How do you use Savitsky Golay post-run? I use Empower 2 and it gives me the option as to how many points to use- from 2 to 30. But this applies to the whole 45 minutes run time yes? If I picked 20, it would take 20 points as a moving polynomial function curve and smooth the data taking the average of the 20 points, inevitably including the smooth sections and yielding an unhelpful smoothed look to the entire chromatogram.

Can I specify sections ( i.e the troublesome section!) to which Savitsky applies, or it is better to increase my filter time constant from normal to approx. 0.15 seconds (I find 0.2 skews peak symmetry)?,

[tom jupille]

The Savitsky-Golay is essentially a "low-pass" filter. It damps out rapid changes (short-term noise) but has a negligible effect on slower changes (peaks, long-term noise, and drift). In other words, if the baseline is already smooth, then the filter should not change it. If you have to set the parameters such that you distort the "smooth" parts of the chromatogram, then you will also distort the "noisy" parts of the chromatogram.

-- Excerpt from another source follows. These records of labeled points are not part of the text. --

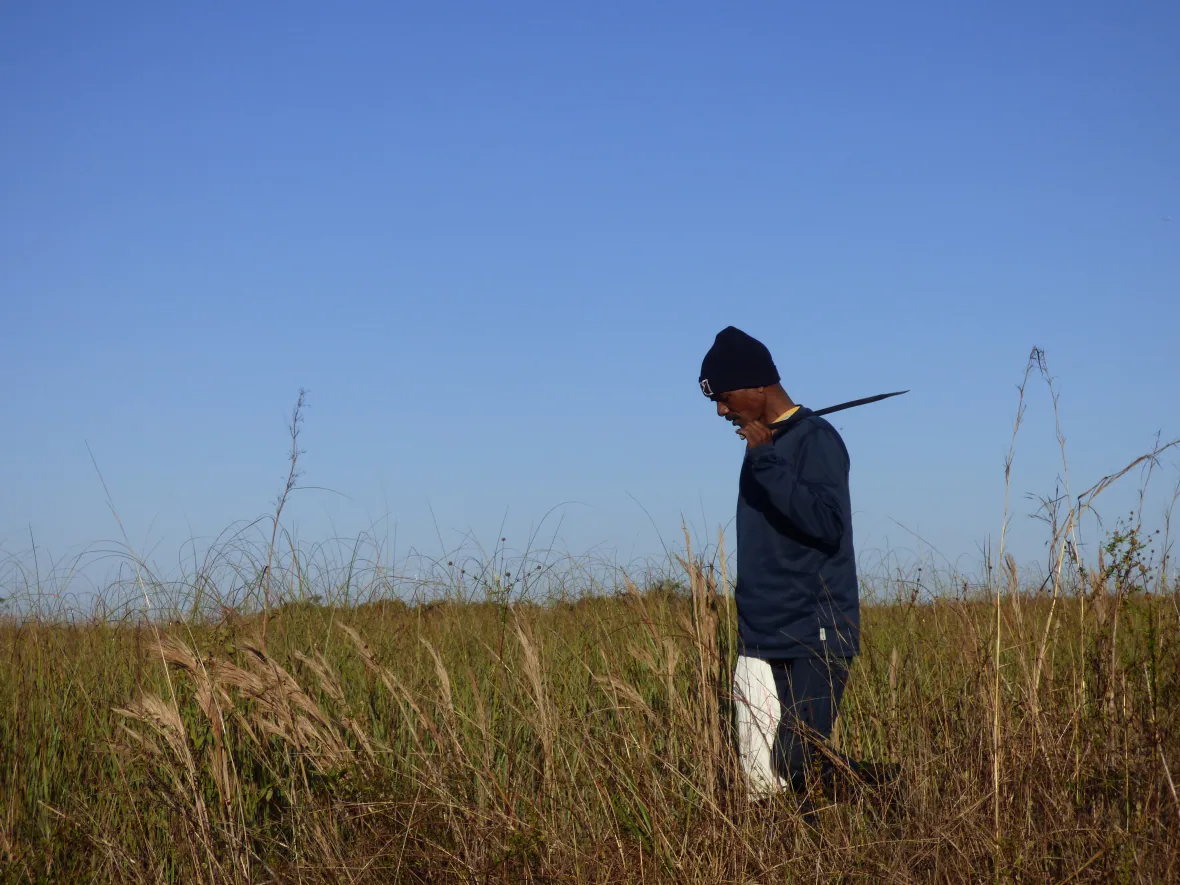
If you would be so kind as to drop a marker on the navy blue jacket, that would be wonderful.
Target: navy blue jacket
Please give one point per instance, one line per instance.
(797, 575)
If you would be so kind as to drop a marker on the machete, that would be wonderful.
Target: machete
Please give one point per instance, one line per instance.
(843, 406)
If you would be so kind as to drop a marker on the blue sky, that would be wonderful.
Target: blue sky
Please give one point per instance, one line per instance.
(495, 240)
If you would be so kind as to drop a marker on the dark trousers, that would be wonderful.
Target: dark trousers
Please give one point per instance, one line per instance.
(810, 690)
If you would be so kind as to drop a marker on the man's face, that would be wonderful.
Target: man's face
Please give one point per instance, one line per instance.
(740, 407)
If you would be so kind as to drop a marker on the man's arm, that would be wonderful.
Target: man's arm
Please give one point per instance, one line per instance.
(810, 497)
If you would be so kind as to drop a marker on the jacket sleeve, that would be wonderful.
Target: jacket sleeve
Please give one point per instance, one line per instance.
(808, 491)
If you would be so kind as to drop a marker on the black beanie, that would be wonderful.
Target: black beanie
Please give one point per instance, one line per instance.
(736, 361)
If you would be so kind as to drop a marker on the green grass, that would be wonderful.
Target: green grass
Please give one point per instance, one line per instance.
(582, 740)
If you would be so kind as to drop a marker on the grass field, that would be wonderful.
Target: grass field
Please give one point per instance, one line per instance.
(531, 721)
(585, 740)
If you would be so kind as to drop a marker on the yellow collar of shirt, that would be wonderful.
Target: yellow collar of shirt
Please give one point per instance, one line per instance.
(786, 414)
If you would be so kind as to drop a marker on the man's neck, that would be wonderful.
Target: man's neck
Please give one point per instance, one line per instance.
(778, 404)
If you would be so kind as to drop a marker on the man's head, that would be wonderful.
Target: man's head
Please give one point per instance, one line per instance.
(739, 374)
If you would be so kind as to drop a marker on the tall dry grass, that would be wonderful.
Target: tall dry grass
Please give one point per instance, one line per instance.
(509, 732)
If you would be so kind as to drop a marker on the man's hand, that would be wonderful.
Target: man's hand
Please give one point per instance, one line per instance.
(755, 433)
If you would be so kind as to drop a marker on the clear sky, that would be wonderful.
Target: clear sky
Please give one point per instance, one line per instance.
(493, 242)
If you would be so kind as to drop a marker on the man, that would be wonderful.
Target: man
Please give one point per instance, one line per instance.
(797, 591)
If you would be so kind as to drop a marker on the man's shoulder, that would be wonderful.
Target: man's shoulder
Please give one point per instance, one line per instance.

From your description, It sounds like you are not seeing noise (which, by definition, is random) but rather perturbations of the baseline. If it's a gradient, I suspect that the steepnes (rate of change) of those pertubations is comparable to that of your peaks, in which case if you filter out the perturbations, you will also filter out the peaks.

[lmh]

if your baseline goes up and down with the gradient, don't worry. That's normal. It should be possible to set the integrator to cope with this sort of change. Integrators are sometimes fooled by rapid negative movements at the injection, and set a "baseline" at the bottom of a negative injection peak, in which case the best thing to do is set up integrator events turning integration off until safely after the injection (you won't want to be quantifying unretained peaks anyway). Thereafter, movements in the baseline should be much broader than real peaks, so the integrator can tell the difference.

SG smoothing can be applied safely over the whole run. There is no conceivable reason for smoothing only part of a run (as Tom said, it just won't do anything if the chromatogram is already smooth).

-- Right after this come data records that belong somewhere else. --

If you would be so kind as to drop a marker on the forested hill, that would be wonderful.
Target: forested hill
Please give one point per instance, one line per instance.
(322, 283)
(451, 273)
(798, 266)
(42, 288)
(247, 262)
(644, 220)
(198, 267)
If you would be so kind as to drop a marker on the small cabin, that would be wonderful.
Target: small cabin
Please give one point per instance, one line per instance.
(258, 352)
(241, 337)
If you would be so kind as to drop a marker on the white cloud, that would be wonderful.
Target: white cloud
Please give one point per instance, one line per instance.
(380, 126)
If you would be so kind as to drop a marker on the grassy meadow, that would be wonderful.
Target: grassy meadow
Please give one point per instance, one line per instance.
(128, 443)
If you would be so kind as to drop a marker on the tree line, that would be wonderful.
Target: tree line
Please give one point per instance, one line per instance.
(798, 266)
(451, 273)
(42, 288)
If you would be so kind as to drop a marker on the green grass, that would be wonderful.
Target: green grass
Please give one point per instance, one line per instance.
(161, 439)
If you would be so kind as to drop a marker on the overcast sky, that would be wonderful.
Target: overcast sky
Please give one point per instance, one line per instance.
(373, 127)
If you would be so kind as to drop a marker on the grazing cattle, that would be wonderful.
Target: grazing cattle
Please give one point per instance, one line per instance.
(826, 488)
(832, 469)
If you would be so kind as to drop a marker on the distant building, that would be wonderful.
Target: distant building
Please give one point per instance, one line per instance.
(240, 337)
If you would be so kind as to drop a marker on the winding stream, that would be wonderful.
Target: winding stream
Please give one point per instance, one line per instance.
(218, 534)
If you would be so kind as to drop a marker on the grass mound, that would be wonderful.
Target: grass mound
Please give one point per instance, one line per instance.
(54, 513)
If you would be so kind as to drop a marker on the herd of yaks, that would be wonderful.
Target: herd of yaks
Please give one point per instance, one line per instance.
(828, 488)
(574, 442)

My attitude to smoothing is that if you have peaks which are being integrated badly because the integrator is being fooled by noise (it's dividing peaks that have a noise blip in the middle, making the peak look like two nearly-coeluting peaks; it's picking bad start and end points because it can't see baseline for the noise) then it is better to smooth than to resort to manual integration. It's very hard to be sure, with manual integration, that you are unbiased in your choices (and even harder to prove it to someone else). At least with smoothing you've treated all data the same way. Of course, if you need to do this, you are probably quantifying peaks whose errors will be big. Nevertheless, if you're doing so in a biological system where the variability between replicate samples is +/- 40%, and you're looking for 5-fold changes, it doesn't really matter if you have big quantitative errors. (But if you need to quantify +/- 5% and you're having to smooth, you've got big, big problems!).